One of the most famous dog in the Staffordshire Terrier studbook named after a book authored in 1880s with final draft published in 1907. The dog is Jock of the Bushveldt, born 1910. An excerpt from a newspaper clipping accompanying the photograph:
“Bred by Jack Higham of Chroley, Lancs, was believed by many to be a Stafford- he was certainly game enough for such a claim! Actually he was a direct cross Manchester Terrier sire X an all-brindle Bulldog bitch. It is also a fact he mated white Bull Terrier bitches (coloured Bull Terriers were then non-existent) to capture their nappers to his rich brindle thereby staring off all coloured Bull Terriers. Well, certainly, an influential line of them.”
The way he’s standing reminds me of a Manchester terrier & he appears to be black & tan like a Manchester or Dobe, but the head is different. Maybe a Manchester cross? With a boxer or bulldog of some kind?
not a “pit bull” because “pit bull” means nothing. OTOH: by “pit bull”, do you mean “pit bull terrier”… i.e. one of several variants of bulldog/terrier mixes, the variant used in the dogfighting pit? (one of the terriers used was the Manchester) The dog that became known as the Staffordshire bull terrier was one of the English varieties of bull and terrier mixes which became a “breed”. The “American pit bull terrier” breed descended from that variant. Most Staffordshire bull terrier fanciers today do NOT regard their breed as “pit bulls” though they have a pit fighting heritage.. so to the extent that Jock was perhaps a Staffordshire bull terrier or a first gen cross that looks like one, then no he wasn’t a “pit bull”.
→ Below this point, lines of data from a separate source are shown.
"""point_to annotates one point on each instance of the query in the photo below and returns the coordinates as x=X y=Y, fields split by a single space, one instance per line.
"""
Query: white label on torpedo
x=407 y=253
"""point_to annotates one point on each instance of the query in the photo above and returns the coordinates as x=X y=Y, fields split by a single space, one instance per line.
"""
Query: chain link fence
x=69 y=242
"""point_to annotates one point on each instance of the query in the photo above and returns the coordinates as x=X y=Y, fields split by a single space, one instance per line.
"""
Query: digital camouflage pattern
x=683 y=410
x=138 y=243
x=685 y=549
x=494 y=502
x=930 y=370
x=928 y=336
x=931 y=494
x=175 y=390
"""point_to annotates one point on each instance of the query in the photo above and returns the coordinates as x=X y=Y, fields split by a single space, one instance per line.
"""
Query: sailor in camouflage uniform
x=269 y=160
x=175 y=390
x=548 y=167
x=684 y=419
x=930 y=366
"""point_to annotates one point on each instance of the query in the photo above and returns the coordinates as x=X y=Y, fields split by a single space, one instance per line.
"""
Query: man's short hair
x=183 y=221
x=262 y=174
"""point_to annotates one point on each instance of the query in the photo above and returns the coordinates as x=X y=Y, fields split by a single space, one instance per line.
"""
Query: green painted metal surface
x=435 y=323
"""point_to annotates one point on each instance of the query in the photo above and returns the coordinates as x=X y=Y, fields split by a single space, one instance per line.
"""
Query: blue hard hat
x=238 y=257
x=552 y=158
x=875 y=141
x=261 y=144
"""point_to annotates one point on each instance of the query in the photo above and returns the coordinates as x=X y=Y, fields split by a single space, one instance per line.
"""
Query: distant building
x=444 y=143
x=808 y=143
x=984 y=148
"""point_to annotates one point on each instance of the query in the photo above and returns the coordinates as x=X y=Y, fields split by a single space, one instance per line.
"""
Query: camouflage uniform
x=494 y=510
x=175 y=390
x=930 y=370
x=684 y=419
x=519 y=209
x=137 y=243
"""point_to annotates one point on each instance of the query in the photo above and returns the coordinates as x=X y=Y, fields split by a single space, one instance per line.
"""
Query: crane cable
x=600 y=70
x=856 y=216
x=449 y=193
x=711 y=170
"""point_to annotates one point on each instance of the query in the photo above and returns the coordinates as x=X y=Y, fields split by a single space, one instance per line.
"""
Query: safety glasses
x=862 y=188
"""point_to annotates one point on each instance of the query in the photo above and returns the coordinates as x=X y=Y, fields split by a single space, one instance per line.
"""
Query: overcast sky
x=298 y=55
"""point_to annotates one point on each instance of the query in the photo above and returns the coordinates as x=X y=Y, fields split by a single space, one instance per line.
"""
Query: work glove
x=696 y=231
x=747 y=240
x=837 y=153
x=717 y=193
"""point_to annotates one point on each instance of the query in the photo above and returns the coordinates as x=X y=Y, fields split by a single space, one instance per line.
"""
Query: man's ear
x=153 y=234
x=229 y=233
Emily, there certainly is a breed called an American Pit Bull Terrier, and they were a registered breed before there was an American Staffordshire Terrier (though basically the same dog–they claim the same ancestors). Whether or not Staffordshire Bull Terrier breeders regard their dogs as “pit bulls” or not is immaterial–their original purpose was as pit fighters. Most Staffy Bulls I have met have super temperaments, but your insurance company isn’t going to make that distinction.
I have refrained from commenting on the photo of the Pit Bull type dog shown in this blog; preferring to sit back and read what those more knowledgeable on the subject have to say. But I do have to ad this one thought.
Though I would have had no way of knowing what some group of people had arbitrarily decided to call the type or breed of dog shown in the photo, its ancestry was obvious: a Bulldog/Terrier crossbreed of some sort. Though the term ‘Pit Bull’ has come to designate the American Pit Bull Terrier, the name itself was derived from the common usage term ‘Pit Bull Terrier’ which was used to identify any dog of a cross between bulldog and some type of terrier to be used for the sport of dog fighting, probably as far back as the 1700s or earlier. The Bull-Terrier part of the name is obvious, and since many dog fighting events were held in actual pits, the term ‘Pit’ became common in naming any animal fighting or baiting arena such as rat pits and bear pits; thus fighting dogs became known as “Pit” dogs, and thus Pit Bull Terriers.
So I suggest that it would be proper to consider the dog in the photo a “Pit Bull’ inasmuch as any dog herding cattle or sheep in Germany could be considered a ‘German shepherd’, though have little or nothing to do with the breed known as the German Shepherd Dog in the United States today. As Shakespeare wrote, “What’s in a name?”
A lot of the problems is that the SBT fanciers want to separate themselves from PBT identity. Either the SBT fanciers don’t really understand that “pitbull” is a nebelous terminology or they have an ulterior political motive.
Fanciers constantly refuse to recognize some of their privileged pedigreed dogs end up in the hands of hunters and average owners who still call them “pitbulls” anyway.
Can you blame them with the amount of BSL internationally? Many staffies here in the UK were legally exterminated for being a bit too tall, thus being “of the type”, without ever showing any signs of aggression. At least one KC registered staffie met that fate. Staffies, Pitbulls, Amstaffs, whatever name are all basically the same breed less than 200 years ago. Denying the history doesn’t change it!
The UK breed bans were a populist, hysterical, political joke. Instead of sticking together, most dog owners and staffie owners in particular, plus our Kennel Club sleepwalked themselves into a classic divide and conquer situation. The former went “thank god it’s not our breed” and kept their mouths shut (staffie owners shot themselves in the foot good and proper as they are the current media devil dog here). The latter refused to recognise AKC American Staffordshire Terriers thus it wasn’t their problem. The funny thing is, the ones wanting status dogs got/imported/crossbred bigger breeds similar to the 4 banned ones. Two decades on there are more pitbulls/dogs “of the type” on the street than there were pre BSL. Ban a breed and you just make it more desirable to the numpties that will make the poor dog a self fulfilling prophecy.